Chapter 7 Creating your first script

A script can be broken down into a few layers which we are going to go through in detail, but here’s a general overview.

  1. Load/install required packages
  2. Load your data
  3. Perform data wrangling tasks
  4. Then what?
    1. create figures
    2. run statistics
    3. create tables
  5. Save outputs

Figures are saved in your /images directory, whereas the statistics and tables are saved in /data for future use. Each section is coded so that I can fold/unfold a given section. This allows me to only focus on the section of code that is important at that given point and time.

7.1 Headers

Before we get started you’ll see “Headers” throughout the script which are used to keep things organized. I use the following code within an .R file (not an .Rmd)

# Header 1 ----------
# ▐ Header 2 --------
# ▐ ▬ Header 3 --------

7.2 Part 1: Loading/installing packages needed

At the very top of my script I will load the packages I need to get things done. This will vary slightly depending on the script. For example some of my packages (e.g., lme4 or easystats) are only loaded when I run statistics. There’s a few example below, I suggest skipping to the section that applies to your situation.

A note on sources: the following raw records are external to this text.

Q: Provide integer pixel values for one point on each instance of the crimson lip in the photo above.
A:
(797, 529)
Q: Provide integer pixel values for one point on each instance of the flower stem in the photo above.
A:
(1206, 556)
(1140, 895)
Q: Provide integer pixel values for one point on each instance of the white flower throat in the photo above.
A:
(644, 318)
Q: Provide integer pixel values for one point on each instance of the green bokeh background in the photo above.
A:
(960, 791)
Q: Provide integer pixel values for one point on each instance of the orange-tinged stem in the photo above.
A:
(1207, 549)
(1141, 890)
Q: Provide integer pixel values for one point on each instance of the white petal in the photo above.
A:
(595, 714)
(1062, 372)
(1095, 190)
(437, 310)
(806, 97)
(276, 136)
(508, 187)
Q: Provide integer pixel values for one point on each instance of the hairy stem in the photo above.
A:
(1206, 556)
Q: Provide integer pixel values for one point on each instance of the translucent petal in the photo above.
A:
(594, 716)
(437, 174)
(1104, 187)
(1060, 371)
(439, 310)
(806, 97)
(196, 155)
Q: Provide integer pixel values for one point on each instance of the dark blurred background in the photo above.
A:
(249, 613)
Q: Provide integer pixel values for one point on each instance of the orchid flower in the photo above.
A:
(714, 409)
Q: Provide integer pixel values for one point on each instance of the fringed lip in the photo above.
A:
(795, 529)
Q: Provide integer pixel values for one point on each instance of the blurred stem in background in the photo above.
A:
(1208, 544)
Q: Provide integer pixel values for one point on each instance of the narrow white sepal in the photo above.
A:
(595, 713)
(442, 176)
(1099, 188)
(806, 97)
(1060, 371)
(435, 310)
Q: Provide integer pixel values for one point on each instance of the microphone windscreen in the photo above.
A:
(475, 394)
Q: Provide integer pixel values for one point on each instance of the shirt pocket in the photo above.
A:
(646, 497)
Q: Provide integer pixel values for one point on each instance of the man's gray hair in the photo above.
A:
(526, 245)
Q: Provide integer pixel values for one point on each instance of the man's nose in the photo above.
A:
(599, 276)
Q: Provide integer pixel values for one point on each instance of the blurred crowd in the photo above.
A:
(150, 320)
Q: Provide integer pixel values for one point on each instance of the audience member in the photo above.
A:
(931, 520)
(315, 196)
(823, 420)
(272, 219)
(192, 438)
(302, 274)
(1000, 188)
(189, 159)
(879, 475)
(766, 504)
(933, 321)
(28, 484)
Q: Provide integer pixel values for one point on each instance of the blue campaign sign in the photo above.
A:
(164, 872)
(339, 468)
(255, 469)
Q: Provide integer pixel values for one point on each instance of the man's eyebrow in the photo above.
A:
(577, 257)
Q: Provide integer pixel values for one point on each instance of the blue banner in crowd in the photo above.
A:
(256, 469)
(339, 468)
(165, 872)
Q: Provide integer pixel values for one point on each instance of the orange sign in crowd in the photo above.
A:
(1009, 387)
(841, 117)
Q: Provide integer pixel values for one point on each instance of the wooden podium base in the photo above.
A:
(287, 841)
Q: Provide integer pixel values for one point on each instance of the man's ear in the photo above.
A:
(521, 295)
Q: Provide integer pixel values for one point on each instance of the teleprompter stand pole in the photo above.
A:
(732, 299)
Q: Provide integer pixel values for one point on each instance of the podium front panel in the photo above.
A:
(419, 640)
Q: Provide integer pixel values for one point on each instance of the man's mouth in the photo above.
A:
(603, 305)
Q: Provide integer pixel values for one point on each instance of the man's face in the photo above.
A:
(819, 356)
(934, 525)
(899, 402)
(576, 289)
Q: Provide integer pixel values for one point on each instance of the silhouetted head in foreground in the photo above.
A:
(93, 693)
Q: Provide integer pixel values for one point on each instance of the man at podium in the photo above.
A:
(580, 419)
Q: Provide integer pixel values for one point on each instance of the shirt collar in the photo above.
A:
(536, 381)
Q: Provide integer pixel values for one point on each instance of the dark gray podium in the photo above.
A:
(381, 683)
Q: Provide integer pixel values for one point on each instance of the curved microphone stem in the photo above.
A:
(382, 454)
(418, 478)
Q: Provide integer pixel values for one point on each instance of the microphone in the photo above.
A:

# Load/Install required packages ---------------------
if (!require("pacman")) install.packages("pacman")
pacman::p_load(conflicted,readxl, ggplot2, esquisse, Rmisc, tidyverse, car, easystats, apastats, sjlabelled, rio) #p_load This function is a wrapper for library and require. It checks to see if a package is installed, if not it will install it.

#install_formats  #Run once to install rio wrappers

7.3 Part 2: Loading your data

You should have data that you are trying to manipulate. Below I show the most common examples. I generally always call my data df. This allows me to easily copy/paste code between projects. Its good practice to do this if you can. Therefore, as you advance with your R scripts you won’t need to spend precious time using Find/Replace.

I have recently switched my philosophy to use rio which greatly reduces the students requirements.

7.3.1 xlsx

# Load your dataset ---------------------
df <- read_excel("raw/CC_Body_FA.xlsx", sheet = "Sheet1" ) # import your dataset - uses 'readxl'
df <- import("raw/data.xlsx", which = "Sheet1") # Uses the `rio` package

7.3.2 csv

When I have particularly large files to write from MATLAB, I prefer to use *.csv files over *.xlsx because they write faster. If you are dealing with datasets that are larger than 1GB in size you should consider using data.table instead of data.frame.

# Load your dataset ---------------------
df <- import("raw/data.csv") # Import using `rio`

7.3.3 Google Sheets

It is also possible to read from a Google Sheet using the googlesheets4 package.

df <- read_sheet("https://docs.google.com/spreadsheets/d/1V99DMca-Qdy3G7kyg9zTONvBVagtnBrj4nm78Fj1vU8", sheet = "Head Measures & Information") # requires 'googlesheets4' library

7.3.4 sav (SPSS)

This is the general data format for SPSS. With this filetype “attributes” are also imported, which normally I like to remove. In my own experience, some functions don’t play nicely with dataframes that have labels. You can read more on this here.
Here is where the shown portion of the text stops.